I'm trying to prove that if p is a prime that is 1 (mod 4) then there exists some integer n such that n^2=-1 (mod p)

Here's my proof, please verify if it works

So U(Z_p) multiplicative group of units mod p, is cyclic of order p-1 so there exists some element in there, call it m, with 4 diving the order of m.

Then there is an element in the subgroup of U(Z_p), generated by m, with order 4

Call this element n. Then n^2 has order 2

Now we prove that any element of order 2 in U(Z_p) is -1

(I'm wondering if this part is true:)

So let x be such an element
Then x^2 =1
So 0 = x^2 -1 =(x+1)(x-1)
So x=1 or x=-1
But 1 has order 1 in U(Z_p) so x=-1

[End of proof]

which step in particular are you doubtful of?

Everything seems fine to me

It is fine

This proof is correct. I've actually seen it elsewhere before.

can someone explain the first answer

how is Fqn a subgroup of GL(m,Fq)

the diagonal

like choosing n elements along the diagonal?

n elements of F_q*

F*q^n has q^n-1 elements though

oh im wrong

you're looking for F*_{q^n}

not (F*_q)^n

so then what you want to do is this

notice that F_{q^n} is a degree n extension of F_q

therefore each nonzero element acts as a matrix of GL_n(F_q) on F_{q^n} by multiplication, since it's an invertible F_q linear transformation on (F_q)^n

this identification embeds F_{q^n}* into GL_n(F_q)

how do i construct a matrix for an element?

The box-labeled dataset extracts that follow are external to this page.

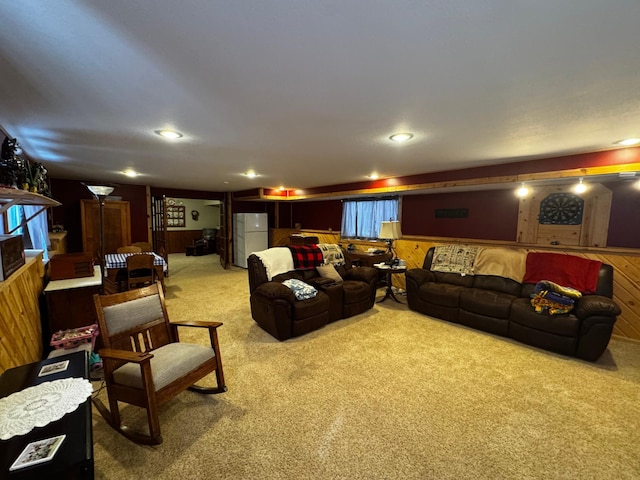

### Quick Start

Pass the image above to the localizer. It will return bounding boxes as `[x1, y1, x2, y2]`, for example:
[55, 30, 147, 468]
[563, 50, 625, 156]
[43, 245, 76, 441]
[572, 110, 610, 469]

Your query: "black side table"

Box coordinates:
[375, 265, 407, 303]
[0, 351, 93, 480]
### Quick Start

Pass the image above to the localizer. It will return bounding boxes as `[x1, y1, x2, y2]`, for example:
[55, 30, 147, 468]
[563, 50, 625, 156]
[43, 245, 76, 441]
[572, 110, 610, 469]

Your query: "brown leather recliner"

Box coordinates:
[247, 249, 377, 340]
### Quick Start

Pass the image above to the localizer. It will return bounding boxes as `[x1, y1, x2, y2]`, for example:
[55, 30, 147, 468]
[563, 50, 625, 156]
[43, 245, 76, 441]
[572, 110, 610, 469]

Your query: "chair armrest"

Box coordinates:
[171, 321, 222, 328]
[98, 348, 153, 363]
[404, 268, 435, 286]
[251, 282, 296, 303]
[573, 295, 621, 319]
[170, 320, 222, 344]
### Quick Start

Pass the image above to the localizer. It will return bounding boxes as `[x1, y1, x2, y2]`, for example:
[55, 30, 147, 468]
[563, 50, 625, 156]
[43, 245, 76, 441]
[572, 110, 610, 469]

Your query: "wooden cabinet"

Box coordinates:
[49, 232, 67, 258]
[44, 266, 102, 348]
[80, 200, 131, 256]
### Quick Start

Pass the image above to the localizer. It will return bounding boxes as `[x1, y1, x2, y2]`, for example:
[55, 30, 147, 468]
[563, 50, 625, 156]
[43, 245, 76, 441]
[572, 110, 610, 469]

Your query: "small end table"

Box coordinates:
[375, 265, 407, 303]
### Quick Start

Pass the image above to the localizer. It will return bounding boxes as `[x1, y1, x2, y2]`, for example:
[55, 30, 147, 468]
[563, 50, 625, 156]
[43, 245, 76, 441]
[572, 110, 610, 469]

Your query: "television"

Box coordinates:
[0, 235, 24, 282]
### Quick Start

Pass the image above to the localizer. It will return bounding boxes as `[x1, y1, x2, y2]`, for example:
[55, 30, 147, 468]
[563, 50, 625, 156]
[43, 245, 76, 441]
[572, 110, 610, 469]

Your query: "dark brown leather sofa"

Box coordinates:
[405, 247, 620, 361]
[247, 249, 378, 340]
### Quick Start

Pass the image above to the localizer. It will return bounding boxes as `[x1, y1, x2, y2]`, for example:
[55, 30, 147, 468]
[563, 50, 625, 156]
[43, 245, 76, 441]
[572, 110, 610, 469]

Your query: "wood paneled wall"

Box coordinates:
[0, 253, 44, 373]
[166, 229, 208, 253]
[271, 229, 640, 342]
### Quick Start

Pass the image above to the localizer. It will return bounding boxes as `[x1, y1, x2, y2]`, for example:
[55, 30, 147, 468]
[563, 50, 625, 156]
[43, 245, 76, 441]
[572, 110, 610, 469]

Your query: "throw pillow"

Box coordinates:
[316, 263, 342, 283]
[431, 245, 478, 275]
[522, 252, 602, 293]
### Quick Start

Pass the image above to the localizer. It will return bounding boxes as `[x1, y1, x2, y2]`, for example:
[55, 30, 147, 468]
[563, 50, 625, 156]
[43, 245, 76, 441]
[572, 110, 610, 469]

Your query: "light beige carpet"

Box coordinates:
[93, 254, 640, 480]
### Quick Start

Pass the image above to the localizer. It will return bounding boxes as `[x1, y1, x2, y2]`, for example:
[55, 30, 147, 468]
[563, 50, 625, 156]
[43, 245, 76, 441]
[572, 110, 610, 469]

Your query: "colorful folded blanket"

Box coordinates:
[318, 243, 344, 265]
[531, 280, 582, 315]
[282, 278, 318, 300]
[289, 245, 324, 270]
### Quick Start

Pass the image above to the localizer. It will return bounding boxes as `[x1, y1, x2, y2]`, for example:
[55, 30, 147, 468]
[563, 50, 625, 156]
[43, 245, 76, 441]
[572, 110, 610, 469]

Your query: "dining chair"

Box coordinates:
[116, 245, 142, 253]
[93, 282, 227, 445]
[131, 242, 153, 252]
[126, 253, 156, 290]
[158, 247, 169, 278]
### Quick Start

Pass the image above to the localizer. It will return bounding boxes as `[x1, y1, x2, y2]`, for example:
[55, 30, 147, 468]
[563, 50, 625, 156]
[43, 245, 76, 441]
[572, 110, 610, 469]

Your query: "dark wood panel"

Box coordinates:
[166, 229, 202, 253]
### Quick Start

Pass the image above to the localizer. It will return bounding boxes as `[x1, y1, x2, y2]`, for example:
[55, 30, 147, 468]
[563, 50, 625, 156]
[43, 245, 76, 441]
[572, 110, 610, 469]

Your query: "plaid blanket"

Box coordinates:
[289, 245, 324, 270]
[318, 243, 344, 265]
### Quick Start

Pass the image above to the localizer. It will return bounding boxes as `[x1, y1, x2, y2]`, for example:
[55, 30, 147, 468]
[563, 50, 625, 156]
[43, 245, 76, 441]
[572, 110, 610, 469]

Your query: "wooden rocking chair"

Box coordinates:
[93, 282, 227, 445]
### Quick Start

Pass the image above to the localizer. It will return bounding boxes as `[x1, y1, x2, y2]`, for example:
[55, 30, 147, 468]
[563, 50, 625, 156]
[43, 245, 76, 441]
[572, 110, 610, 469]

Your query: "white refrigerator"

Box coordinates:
[233, 213, 269, 268]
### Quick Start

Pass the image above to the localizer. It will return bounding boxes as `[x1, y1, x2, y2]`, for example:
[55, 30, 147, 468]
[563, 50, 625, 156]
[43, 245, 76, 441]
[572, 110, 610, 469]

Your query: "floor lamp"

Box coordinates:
[83, 183, 113, 295]
[379, 220, 402, 260]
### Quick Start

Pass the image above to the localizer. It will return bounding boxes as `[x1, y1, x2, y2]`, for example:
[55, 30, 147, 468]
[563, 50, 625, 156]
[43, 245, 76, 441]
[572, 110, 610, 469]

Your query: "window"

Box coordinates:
[7, 205, 49, 259]
[341, 197, 400, 239]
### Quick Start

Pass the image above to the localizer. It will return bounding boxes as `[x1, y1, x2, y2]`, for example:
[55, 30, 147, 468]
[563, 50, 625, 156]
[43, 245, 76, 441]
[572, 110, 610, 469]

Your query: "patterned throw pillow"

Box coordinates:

like what basis should i choose

1, x, ..., x^{n-1}

is the natural choice

interpreting F_{q^n} = F_q[x] / p(x)

Is this all correct (I’m pretty sure it is, just need affirmation)

Uh

What's Z_p

Cyclic subgroup of Z with addition mod p, where p is prime

<0,1, ... , p-1>

Then yeah this is fine

Ok thanks!

it's the p-adic integers mang

tell everyone you know F_p is the new Z_p and fight anyone who dare oppose you; Z_p are p-adic integers,

F_p doesn't work if you want to extend it to non-primes because the motivation for F is field and it's not a field with non-primes

there is a finite field for every prime power, not just every prime though

yea, though I’ve usually seen it notated e.g. $\mathbb{F}{2^4}$ rather than $\mathbb{F}{16}$

Sascha Baer:

one could argue that’s the same thing ofc

also $\Z/p\Z$ or if you’re lazy, $\Z/(p)$ or even $\Z/p$

Sascha Baer:

taking modding out by an element to mean modding out by the ideal generated by it

$\mathbb{Z}_p$ is common notation especially in introductory classes, because you do not need the concept of a quotient ring/group to introduce it

@urban acorn that's when you should use Z/nZ

Lochverstärker:

but yeah, it is notation also commonly used for p-adic integers

why do we need Z/nZ and Z_n to mean the same thing, just write the left, how often are people working in Z/nZ really

I mean you also don’t need to know why it’s written Z/nZ to introduce the notation

it's a good example for a first algebra class

if you're not working in F_p you should be and then go back to Z/nZ with the chinese remainder theorem

yeah, but the notation might be confusing in the beginning

i.e. "why use such cumbersome notation"

I mean you can just say two sentences about it

“the /nZ basically means that we make all numbers that are divisible by n into 0”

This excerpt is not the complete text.